HL is an invisible disability that has numerous consequences for health and quality of life. Additionally, the development of dementia has psychological, social, and economic impacts on patients, caregivers, and society. Although dementia mainly affects older individuals, it is not an inevitable consequence of aging. By targeting modifiable risk factors like HL, the risk of dementia can be lowered [21]. Our findings provide insights into the incidence of dementia in persons with HL. Given the potential role of HL in dementia risk, understanding the effect of early hearing interventions merits further investigation.

  1. 1.

    This study was supported by ICES, which is funded by an annual grant from the Ontario Ministry of Health (MOH) and the Ministry of Long-Term Care (MLTC). This document used data adapted from the Statistics Canada Postal CodeOM Conversion File, which is based on data licensed from Canada Post Corporation, and/or data adapted from the Ontario Ministry of Health Postal Code Conversion File, which contains data copied under license from ©Canada Post Corporation and Statistics Canada. Part of this material is based on data and information compiled and provided by: MOH, CIHI. The analyses, conclusions, opinions, and statements expressed herein are solely those of the authors and do not reflect those of the funding or data resources; no endorsement is intended or should be inferred.

  2. 2.

    Parts of this material are based on data and/or information compiled and provided by CIHI. However, the analyses, conclusions, opinions, and statements expressed in the material are those of the author(s), and not necessarily those of CIHI.

  3. 3.

    The dataset was cut at ICES Queen’s (Kingston, ON). The dataset creation and data analysis were performed at ICES Queen’s by Dr. Paul Nguyen.

This study was performed in accordance with Institutional Ethical Guidelines and the Declaration of Helsinki. A waiver of informed consent was granted based on the Ontario’s Personal Health Information Protection Act (PHIPA), Section 45, with ethics approval by Queen’s University Health Sciences and Affiliated Teaching Hospitals Research Ethics Board (HSREB), project #6025803. Section 45 of PHIPA authorizes ICES to collect personal health information, without consent, for the purpose of analysis or compiling statistical information with respect to the management of, evaluation or monitoring of, the allocation of resources to or planning for all or part of the health system.

No conflicting relationships exist for any author.
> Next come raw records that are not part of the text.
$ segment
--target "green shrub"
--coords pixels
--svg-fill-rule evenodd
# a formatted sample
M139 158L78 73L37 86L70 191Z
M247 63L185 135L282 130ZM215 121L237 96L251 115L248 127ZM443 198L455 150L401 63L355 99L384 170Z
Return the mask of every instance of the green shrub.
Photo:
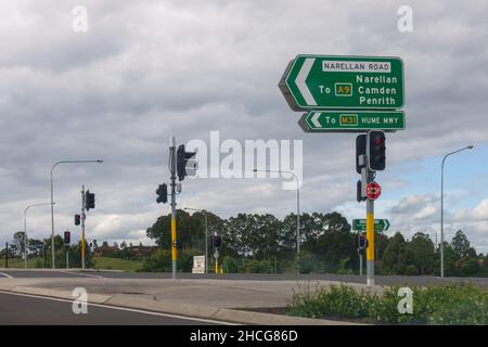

No financial interests exist for any author.

Funding was provided by the SEAMO New Clinician Scientist Program Research Establishment Funding. Role of the funders is financial support only.
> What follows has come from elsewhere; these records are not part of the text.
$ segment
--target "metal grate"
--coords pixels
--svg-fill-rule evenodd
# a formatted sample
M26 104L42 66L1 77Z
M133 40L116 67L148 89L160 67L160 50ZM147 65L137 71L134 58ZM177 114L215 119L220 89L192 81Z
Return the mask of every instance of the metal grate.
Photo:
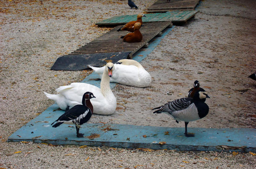
M167 27L172 25L170 21L144 23L143 26L140 29L143 37L142 40L135 43L128 43L123 41L120 37L129 32L124 31L118 32L117 30L123 26L119 25L69 55L131 51L129 56L131 57L133 53L154 37Z

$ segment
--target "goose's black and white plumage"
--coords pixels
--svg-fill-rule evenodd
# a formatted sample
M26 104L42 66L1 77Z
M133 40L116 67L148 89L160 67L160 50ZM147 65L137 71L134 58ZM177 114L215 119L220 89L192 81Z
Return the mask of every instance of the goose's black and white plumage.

Keshinisuthan Kirubalingam: conducted analyses, interpreted results, drafted, and critically revised the manuscript, and approved the final and submitted version. Paul Nguyen: acquired data, conducted analyses, critically revised the manuscript, and approved the final and submitted version. Daniel Newsted, Allison De La Lis, and Sudeep Gill: interpreted results, critically revised the manuscript, and approved the final and submitted version. Jason A. Beyea: conceived and designed the study, interpreted results, critically revised the manuscript, and approved the final and submitted version.

The dataset from this study is held securely in coded form at ICES. While legal data sharing agreements between ICES and data providers (e.g., healthcare organizations and government) prohibit ICES from making the dataset publicly available, access may be granted to those who meet prespecified criteria for confidential access, available at www.ices.on.ca/DAS (email: das@ices.on.ca). The full dataset creation plan and underlying analytic code are available from the authors upon request, understanding that the computer programs may rely upon coding templates or macros that are unique to ICES and are therefore either inaccessible or may require modification.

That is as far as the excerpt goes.